The hide drawing in the museum is, in truth, the Battle of Slim Buttes, some of it anyway.

Seriously, the place is gorgeous today, just as it must have been in September of 1876. Bright, alabaster buttes rise like winged ships, tall above a prairie where “the deer and the antelope play”–and the pronghorn. Wildflowers down below carpet the grasses, and ponderosa pine stand tall as tributes high atop the buttes. 

Be warned. Slim Buttes are way, way off the beaten path. No one just stops by on their way to Denver or Yellowstone. Foot traffic is unheard of. You got to want to go to Slim Buttes. Like so much of American history, what happened on that land in 1876 is hardly a footnote amid all that beauty. What’s more, if you believe that museum hide painting, you’ll go on a wild goose chase and never get there at all. 

Maybe that’s a shame. Then again, maybe not.
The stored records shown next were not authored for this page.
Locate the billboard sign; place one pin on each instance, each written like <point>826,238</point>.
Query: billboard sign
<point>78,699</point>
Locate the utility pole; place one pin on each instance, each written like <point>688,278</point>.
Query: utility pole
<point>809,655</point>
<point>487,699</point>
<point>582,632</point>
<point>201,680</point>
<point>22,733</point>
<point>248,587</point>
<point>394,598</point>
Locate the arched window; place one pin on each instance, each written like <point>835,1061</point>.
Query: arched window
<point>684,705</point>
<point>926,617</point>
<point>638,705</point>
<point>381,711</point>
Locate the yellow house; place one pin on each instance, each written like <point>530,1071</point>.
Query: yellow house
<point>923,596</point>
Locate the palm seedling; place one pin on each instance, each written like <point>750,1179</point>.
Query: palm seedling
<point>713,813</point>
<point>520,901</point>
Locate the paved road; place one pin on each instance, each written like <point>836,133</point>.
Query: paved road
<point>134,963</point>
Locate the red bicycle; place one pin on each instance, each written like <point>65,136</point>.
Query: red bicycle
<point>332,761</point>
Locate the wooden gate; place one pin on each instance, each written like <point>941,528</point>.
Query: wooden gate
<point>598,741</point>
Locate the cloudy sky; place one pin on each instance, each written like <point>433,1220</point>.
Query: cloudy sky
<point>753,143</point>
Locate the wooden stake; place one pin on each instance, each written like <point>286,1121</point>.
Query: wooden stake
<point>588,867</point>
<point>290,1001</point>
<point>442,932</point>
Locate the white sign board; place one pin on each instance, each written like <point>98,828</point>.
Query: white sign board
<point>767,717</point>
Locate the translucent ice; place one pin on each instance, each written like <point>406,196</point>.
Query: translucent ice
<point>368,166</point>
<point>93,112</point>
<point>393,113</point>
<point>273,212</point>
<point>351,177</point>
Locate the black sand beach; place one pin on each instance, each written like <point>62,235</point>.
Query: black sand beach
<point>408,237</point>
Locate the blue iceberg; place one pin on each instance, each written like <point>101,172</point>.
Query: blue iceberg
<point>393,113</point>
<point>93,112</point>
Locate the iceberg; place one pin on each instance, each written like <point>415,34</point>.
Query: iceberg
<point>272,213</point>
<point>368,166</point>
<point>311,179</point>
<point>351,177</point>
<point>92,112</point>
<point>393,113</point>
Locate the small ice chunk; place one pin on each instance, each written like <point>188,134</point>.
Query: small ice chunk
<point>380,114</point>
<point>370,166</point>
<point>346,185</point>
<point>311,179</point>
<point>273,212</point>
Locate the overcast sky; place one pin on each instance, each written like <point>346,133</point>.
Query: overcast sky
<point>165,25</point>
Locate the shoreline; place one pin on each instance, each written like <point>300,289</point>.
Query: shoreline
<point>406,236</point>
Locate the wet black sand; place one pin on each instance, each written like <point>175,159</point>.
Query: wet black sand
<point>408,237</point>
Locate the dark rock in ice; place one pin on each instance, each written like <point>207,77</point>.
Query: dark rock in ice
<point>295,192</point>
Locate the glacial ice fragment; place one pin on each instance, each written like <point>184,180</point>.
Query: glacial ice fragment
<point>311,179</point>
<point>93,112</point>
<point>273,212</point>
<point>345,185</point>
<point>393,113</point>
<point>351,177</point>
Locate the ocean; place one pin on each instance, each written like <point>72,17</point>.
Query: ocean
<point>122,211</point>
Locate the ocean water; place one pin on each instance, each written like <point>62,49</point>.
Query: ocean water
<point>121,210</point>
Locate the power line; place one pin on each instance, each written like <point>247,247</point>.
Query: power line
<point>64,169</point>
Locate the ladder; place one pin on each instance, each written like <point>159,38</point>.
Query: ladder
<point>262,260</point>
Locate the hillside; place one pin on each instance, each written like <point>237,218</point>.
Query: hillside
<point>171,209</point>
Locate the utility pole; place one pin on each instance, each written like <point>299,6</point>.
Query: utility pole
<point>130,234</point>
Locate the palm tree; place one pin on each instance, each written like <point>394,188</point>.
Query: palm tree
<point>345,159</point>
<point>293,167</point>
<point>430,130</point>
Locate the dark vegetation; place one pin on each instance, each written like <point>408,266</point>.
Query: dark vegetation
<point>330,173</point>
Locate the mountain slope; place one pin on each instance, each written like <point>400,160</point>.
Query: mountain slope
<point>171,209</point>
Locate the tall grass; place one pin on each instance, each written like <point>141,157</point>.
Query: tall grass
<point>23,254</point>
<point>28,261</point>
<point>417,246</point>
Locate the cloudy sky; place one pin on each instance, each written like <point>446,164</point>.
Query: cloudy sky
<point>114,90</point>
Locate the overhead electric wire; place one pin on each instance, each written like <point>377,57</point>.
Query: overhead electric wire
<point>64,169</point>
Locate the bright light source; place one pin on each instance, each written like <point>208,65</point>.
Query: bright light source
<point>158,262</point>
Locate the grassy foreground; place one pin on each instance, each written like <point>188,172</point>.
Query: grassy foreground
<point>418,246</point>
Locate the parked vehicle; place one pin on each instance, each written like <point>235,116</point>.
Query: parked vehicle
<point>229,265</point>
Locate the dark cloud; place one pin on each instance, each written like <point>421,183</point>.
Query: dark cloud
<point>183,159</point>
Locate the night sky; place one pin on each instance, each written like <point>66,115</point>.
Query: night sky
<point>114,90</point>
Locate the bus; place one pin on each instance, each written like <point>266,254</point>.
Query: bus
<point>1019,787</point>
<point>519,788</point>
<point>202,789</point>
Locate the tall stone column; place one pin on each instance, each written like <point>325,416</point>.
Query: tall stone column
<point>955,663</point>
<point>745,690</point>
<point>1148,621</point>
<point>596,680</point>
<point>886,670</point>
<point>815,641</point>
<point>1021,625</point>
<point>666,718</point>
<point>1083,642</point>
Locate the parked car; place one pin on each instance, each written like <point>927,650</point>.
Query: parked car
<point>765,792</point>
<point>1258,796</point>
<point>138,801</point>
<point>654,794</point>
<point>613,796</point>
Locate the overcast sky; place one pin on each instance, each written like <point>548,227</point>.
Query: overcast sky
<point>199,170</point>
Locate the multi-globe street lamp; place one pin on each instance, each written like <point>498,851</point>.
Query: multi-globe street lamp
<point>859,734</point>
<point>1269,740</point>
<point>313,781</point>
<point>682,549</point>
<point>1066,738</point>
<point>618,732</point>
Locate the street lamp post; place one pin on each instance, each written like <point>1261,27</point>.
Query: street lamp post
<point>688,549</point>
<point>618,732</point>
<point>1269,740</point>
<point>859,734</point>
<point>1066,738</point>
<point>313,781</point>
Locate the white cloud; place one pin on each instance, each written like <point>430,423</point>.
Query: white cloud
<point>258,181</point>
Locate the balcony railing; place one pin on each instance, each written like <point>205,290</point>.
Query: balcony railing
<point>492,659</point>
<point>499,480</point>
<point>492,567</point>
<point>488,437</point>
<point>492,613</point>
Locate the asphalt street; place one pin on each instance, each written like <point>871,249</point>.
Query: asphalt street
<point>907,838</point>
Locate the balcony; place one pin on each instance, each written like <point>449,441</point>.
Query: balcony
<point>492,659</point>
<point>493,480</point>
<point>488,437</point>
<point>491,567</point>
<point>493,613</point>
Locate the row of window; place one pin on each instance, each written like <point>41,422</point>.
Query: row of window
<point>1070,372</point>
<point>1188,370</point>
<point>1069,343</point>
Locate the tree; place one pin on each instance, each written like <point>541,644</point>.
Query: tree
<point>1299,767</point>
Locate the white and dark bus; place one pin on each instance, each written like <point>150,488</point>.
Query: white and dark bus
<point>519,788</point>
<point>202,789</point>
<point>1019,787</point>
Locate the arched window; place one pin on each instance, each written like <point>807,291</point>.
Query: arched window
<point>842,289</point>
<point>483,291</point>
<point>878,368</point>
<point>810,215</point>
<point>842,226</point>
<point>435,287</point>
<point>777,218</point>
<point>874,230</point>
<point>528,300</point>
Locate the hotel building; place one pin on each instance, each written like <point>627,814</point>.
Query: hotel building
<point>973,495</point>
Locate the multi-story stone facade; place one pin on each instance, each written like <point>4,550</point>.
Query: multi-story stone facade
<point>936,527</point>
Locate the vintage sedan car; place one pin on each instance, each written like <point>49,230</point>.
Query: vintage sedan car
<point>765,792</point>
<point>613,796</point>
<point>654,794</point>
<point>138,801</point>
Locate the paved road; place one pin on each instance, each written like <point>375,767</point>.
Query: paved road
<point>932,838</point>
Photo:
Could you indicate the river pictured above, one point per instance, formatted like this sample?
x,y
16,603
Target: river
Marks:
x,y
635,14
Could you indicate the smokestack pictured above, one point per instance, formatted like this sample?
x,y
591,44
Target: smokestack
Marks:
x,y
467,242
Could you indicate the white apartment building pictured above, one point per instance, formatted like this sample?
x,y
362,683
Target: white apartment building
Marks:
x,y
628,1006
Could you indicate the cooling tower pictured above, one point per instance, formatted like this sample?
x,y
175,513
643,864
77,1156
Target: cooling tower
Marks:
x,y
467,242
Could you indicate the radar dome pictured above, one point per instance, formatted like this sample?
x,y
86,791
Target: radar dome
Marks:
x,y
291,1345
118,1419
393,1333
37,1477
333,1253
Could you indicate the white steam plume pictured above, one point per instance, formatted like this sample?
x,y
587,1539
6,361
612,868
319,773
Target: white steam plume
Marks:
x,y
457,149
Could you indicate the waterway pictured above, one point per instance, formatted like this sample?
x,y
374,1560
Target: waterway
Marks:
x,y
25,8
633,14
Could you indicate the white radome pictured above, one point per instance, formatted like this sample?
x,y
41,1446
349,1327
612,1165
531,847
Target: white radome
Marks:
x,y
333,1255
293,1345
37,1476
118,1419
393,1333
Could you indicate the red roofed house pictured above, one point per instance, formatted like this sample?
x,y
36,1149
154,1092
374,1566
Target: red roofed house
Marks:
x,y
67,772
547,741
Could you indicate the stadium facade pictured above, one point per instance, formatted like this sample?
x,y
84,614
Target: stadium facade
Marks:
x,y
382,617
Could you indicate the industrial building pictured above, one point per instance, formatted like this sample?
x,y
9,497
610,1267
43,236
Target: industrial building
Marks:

After all, if you know the story and you can get there on your own sometime, you can see the place all by your lonesome. If you do, who knows what you might still hear from somewhere down at the foot of those magnificent buttes? After all, who knows what they might just remember?

Who knows? Maybe we’re not the only ones surrounded by a cloud of witnesses.


James C. Schaap

James Calvin Schaap is a retired English prof who has been something of a writer for most of the last 40 years. His latest work, a novel, Looking for Dawn, set in reservation country, is the story of two young women joined by their parents' mutual brokenness and, finally, a machine-shed sacrament of reconciliation. He writes and narrates a weekly essay on regional history for KWIT, public radio, Sioux City, Iowa. He and his wife Barbara live on the northern edge of Alton, Iowa, the Sgt. Floyd River a hundred yards or so from their back door. They have a cat--rather, he has them.

One Comment

  • Fred Mueller says:

    Maybe we’re not the only ones surrounded by a cloud of witnesses…” Haunting, James. In the Psalms there is an implication that God saves our tears in a bottle. The tears of these slaughtered victims too.